A penetration tester identifies the following findings during an external vulnerability scan: Which of the following attack strategies should be prioritized from the scan results above?
A.
Obsolete software may contain exploitable components.
B.
Weak password management practices may be employed.
C.
Cryptographically weak protocols may be intercepted.
D.
Web server configurations may reveal sensitive information.
PenTest+ Practice Tests Book - SYBEX
D. - Port 21 is for TCP and FTP and is used as a control port. Port 80 is for TCP and HTTP and is used for transferring web pages. Port 443 is used for TCP, HTTPS, and is HTTP over TLS/SSL and is for encrypted transmission. In this scenario, all the ports that the penetration tester has discovered have to do with the Web. So, the answer for this question would be that sensitive information may be revealed on the web servers since those were the ports indicated during the vulnerability scan.
A. >>> https://vigilance.fr/vulnerability/Apache-httpd-mod-rewrite-open-redirect-31923
"An attacker can deceive the user of Apache httpd mod_rewrite, in order to redirect him to a malicious site."
Remediation
Upgrade to the latest version of Apache. This issue was fixed in Apache httpd 2.4.41.
So, thinking about this.
C can be ruled out ... you are EXTERNAL ... so under normal circumstancen now way to intercep traffic.
So translating the Rest to the Real world:
First thing i would do is goging for
A. Oboslet Software ...
Maybe there is an Apache exploit out there that gives me RCE.
This would be the shortest attach path.
you could also try to go for weak FTP User Passwords ... but that give you only access to the data of that User.
An Apache exploit would give you access to all.
D. Also is not usefull ... in the Vul. Listing thers no indication that thers a wrong configuration.
Seaching for Exposed config would help finding vulnerabilitys ..
But if A. is allready successfull i don't need to find any other vulnerabillitys.
I agree with this analysis. A seems to be the logical follow-up action. If I see an old Apache server version, you can be sure I'll check for an exploit to some RCE... If it's D, then whoever designed the question/answer on this one has zero industry experience.
D - Explanation: Port 21 is for TCP and FTP and is used as a control port. Port 80 is for TCP and HTTP and is used for transferring web pages. Port 443 is used for TCP, HTTPS, and is HTTP over TLS/SSL and is for encrypted transmission. In this scenario, all the ports that the penetration tester has discovered have to do with the Web. So, the answer for this question would be that sensitive information may be revealed on the web servers since those were the ports indicated during the vulnerability scan.
It's A, note it says on an EXTERNAL vulnerability scan.

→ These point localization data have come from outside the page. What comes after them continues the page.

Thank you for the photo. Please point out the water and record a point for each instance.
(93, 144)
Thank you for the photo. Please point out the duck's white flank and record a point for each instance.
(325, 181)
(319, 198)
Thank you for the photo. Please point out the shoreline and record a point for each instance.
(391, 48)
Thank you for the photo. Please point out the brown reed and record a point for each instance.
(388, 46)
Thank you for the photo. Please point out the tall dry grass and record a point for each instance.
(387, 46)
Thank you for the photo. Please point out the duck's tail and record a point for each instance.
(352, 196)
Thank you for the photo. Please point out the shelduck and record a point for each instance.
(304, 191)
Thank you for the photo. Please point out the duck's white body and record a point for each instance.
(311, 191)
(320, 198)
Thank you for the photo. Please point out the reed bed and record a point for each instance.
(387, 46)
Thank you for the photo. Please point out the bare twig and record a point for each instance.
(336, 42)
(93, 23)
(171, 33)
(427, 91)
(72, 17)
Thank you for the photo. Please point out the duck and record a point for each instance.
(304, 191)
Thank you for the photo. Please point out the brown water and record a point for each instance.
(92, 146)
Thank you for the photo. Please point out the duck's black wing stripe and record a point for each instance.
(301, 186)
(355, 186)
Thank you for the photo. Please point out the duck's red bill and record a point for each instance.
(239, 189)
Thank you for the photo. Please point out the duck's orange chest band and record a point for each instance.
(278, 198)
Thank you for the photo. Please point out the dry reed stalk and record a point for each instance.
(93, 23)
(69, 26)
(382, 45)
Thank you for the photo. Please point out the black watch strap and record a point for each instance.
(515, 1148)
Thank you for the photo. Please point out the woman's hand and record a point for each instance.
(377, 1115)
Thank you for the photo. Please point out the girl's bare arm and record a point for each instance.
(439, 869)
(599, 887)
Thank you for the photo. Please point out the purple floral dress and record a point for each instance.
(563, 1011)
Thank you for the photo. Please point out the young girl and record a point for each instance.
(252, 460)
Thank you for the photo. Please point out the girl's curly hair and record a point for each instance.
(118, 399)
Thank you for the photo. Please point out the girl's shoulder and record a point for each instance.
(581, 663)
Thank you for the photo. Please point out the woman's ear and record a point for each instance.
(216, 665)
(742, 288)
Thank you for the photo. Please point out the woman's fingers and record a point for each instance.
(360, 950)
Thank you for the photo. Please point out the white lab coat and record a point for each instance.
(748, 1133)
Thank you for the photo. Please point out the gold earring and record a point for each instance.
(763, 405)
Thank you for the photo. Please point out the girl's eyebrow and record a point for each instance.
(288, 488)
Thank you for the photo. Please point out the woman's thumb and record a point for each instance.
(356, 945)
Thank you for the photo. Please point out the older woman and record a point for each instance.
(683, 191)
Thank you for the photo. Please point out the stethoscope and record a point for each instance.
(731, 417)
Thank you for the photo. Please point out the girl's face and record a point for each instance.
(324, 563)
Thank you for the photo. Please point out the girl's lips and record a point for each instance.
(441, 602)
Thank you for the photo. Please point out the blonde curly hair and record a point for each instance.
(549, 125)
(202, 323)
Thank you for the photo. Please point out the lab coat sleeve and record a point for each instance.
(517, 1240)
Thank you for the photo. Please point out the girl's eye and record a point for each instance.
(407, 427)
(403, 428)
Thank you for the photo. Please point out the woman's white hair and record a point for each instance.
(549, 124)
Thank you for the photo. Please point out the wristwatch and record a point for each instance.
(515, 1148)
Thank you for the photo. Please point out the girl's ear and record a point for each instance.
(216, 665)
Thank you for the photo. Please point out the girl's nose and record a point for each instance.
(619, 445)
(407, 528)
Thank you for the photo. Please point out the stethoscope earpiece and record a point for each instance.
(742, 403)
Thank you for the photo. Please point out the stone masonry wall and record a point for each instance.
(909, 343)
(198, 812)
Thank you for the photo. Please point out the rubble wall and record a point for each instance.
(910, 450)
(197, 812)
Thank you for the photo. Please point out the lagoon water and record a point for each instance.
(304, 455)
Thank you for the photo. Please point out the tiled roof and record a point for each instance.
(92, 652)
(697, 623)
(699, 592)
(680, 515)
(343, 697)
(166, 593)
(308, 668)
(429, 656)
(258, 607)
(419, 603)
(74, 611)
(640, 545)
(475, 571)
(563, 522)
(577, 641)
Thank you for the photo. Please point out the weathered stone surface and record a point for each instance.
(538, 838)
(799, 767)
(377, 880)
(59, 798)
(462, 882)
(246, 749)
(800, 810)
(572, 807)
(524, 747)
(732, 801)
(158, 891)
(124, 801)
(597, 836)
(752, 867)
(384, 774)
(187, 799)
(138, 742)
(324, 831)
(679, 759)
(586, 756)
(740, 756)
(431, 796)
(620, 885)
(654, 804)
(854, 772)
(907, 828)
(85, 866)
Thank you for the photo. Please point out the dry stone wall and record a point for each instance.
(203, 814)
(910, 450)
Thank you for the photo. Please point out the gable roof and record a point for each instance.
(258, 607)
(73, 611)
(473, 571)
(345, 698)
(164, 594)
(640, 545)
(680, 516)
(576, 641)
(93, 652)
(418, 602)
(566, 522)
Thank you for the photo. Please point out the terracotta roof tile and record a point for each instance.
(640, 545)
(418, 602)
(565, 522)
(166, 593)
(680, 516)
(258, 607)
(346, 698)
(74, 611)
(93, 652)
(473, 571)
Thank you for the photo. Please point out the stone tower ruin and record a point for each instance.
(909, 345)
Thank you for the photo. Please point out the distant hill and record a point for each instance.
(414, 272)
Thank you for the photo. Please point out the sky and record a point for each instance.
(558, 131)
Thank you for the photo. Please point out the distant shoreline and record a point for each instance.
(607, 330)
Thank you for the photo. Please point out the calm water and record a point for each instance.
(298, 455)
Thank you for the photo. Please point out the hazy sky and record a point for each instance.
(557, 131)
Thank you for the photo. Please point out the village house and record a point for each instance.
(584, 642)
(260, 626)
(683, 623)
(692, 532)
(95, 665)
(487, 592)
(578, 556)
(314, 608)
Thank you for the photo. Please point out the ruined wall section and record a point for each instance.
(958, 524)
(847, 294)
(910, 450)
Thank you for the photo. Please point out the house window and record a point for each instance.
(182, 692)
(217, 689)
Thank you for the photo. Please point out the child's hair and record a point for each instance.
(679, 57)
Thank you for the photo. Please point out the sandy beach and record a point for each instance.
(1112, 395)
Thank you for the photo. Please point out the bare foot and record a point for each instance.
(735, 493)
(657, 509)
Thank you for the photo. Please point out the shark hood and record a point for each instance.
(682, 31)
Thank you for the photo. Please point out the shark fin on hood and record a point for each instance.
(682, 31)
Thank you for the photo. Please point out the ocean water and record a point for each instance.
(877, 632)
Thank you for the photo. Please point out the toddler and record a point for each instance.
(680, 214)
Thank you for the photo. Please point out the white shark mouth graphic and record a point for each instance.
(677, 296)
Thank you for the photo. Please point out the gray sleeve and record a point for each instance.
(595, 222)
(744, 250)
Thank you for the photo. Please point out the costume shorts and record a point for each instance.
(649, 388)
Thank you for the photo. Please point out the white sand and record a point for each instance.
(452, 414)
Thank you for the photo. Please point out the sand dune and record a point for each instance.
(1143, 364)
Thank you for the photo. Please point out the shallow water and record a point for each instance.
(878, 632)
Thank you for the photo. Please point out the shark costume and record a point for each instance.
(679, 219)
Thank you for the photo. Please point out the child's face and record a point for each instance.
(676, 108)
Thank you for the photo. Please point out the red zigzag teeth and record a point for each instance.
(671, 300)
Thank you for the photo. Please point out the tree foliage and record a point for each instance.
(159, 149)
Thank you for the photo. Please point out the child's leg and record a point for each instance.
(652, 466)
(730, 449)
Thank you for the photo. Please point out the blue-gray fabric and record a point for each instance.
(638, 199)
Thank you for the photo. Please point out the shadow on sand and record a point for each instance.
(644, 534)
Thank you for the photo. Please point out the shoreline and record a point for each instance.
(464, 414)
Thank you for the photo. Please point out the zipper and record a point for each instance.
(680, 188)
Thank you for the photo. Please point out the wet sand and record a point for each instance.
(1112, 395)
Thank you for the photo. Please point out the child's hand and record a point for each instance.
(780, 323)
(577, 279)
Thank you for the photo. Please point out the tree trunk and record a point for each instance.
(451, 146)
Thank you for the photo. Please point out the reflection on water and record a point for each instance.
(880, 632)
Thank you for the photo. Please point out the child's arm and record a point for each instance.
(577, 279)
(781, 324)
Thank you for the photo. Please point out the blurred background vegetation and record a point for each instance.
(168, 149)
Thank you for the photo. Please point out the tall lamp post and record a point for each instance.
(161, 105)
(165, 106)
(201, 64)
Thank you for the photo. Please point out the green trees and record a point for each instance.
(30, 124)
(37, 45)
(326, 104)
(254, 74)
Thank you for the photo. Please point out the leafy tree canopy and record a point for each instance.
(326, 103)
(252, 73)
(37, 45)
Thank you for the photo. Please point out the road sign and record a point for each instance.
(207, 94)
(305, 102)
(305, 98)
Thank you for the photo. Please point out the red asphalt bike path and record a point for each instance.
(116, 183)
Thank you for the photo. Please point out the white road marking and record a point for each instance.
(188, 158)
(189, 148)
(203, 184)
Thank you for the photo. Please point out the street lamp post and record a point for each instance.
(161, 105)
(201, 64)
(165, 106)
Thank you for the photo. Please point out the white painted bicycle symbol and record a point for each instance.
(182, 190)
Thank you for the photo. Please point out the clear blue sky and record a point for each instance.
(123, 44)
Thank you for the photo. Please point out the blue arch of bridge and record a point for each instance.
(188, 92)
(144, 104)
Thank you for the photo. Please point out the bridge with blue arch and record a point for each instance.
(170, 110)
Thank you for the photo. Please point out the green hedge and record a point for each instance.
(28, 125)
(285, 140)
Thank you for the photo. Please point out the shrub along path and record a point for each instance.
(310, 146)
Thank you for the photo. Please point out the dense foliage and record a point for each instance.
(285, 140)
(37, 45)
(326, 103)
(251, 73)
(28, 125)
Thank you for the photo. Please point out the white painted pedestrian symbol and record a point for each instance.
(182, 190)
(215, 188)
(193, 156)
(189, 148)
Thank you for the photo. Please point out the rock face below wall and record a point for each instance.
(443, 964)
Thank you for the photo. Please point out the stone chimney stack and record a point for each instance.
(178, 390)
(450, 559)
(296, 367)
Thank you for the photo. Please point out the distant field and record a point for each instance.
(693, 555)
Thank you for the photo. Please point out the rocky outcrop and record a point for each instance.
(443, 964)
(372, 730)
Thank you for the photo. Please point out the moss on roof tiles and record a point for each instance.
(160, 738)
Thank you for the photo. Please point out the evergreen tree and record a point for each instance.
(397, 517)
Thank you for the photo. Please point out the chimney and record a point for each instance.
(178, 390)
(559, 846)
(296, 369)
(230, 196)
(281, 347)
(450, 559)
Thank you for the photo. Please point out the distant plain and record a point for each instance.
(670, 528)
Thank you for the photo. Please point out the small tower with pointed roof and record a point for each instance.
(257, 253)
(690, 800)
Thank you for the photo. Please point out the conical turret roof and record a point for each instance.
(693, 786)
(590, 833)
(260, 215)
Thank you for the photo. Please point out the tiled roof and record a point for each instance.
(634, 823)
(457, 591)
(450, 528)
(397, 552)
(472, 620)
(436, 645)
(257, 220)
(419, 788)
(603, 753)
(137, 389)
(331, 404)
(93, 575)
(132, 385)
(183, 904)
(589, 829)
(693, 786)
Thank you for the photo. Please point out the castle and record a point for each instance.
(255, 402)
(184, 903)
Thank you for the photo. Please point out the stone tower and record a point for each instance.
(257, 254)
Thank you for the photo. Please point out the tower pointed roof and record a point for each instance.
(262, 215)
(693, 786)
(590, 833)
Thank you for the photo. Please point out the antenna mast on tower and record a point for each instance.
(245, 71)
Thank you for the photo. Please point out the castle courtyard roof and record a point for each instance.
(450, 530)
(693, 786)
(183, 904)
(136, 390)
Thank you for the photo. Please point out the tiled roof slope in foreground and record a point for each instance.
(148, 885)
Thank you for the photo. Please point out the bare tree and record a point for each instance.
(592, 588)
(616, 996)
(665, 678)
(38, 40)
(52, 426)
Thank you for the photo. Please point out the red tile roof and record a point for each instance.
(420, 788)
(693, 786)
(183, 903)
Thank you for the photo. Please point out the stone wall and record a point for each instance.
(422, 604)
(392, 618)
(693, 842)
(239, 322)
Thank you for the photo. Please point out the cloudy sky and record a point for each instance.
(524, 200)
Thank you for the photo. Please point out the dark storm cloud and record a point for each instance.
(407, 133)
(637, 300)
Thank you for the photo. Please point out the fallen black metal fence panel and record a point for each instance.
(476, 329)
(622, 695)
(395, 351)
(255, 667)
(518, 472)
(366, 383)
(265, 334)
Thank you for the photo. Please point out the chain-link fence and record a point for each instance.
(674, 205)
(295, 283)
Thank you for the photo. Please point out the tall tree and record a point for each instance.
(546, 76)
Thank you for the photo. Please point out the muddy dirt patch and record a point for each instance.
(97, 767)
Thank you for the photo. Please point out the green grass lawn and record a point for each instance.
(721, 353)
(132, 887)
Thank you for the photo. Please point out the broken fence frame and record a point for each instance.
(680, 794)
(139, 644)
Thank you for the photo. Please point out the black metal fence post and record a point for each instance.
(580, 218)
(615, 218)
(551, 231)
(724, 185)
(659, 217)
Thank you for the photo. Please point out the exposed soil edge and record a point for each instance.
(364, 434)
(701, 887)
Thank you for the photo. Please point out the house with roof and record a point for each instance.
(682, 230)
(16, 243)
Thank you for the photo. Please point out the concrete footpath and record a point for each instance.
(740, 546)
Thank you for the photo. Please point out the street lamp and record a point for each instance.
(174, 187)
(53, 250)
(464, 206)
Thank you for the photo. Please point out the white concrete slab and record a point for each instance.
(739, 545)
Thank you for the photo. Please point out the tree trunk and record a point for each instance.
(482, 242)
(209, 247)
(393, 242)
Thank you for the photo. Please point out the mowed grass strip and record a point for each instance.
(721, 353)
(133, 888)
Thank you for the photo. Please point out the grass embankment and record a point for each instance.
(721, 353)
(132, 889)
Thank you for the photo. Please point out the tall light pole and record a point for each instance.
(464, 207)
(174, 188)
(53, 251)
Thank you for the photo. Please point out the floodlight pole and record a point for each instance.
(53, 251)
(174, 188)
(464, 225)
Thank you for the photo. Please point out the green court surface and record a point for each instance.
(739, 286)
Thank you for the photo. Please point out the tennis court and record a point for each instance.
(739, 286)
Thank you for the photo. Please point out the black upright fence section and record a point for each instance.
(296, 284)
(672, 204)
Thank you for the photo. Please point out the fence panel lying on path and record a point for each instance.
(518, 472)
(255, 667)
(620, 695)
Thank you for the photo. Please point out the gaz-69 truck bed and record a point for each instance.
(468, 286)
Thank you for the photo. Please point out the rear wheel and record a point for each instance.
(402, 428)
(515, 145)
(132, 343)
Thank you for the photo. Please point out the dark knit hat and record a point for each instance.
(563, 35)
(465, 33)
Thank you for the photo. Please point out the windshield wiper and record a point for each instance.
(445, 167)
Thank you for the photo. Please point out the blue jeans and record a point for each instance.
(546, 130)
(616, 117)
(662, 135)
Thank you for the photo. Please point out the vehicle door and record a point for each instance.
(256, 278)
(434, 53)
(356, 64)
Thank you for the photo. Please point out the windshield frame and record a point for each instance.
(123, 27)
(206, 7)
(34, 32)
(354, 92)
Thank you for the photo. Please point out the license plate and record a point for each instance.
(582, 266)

Ok so HTTP and FTP traffic happens without encryption but how exactly are you intercepting legit user traffic from outside the network?
Lots of out-dated items here: Old Windows Server, old Apache, mod_rewrite, lots to potentially exploit.
Definitely C or D... but I could see an argument for both. But since this is a web server, and it is "configured" to send traffic with weak cleartext protocols, I would choose D.
Apache mod_rewrite vulnerability cve-2006-3747
https://www.drupal.org/forum/general/news-and-announcements/2006-08-11/apache-mod_rewrite-vulnerability-cve-2006-3747
CVSS v2 Base Score: 7.6 HIGH
I'd go for A due to they mention mod_rewrite enabled. But who knows, depending on how many drinks the comptia guy had when writing this question, then it'd be D.
Maybe: Cryptographically weak protocols may be intercepted?
Note that Winodows 2012 is has port 21 open. Port 21 is usually for FTP. FTP passes information, including passwords, in clear text. Also, FTP is *not* a web protocol. FTP has been around long before the web.
Port 21 is known to be easily exploitable: "Port 21 - FTP: This exploit is pretty simple; you go into the metasploitable framework, choose the vsftpd_234 backdoor exploit, set the target IP, and run the exploit. This backdoor gives us root access to the Metasploitable machine."
https://akvilekiskis.com/work/metasploitable/index.html
i think it's D. I initially thought of C as well, but looking at the Vulnerability column, it just says Windows Server 2012 host found, then port 21, what's the connection, right? Might be FA.
Maybe A. Obsolete software may contain exploitable components?
Obsolete, unsupported, software is always a concern.
According to the scan, there is obsolete software. For example there are several unsupported versions of Apache found. Also SSLv3 can be a problem.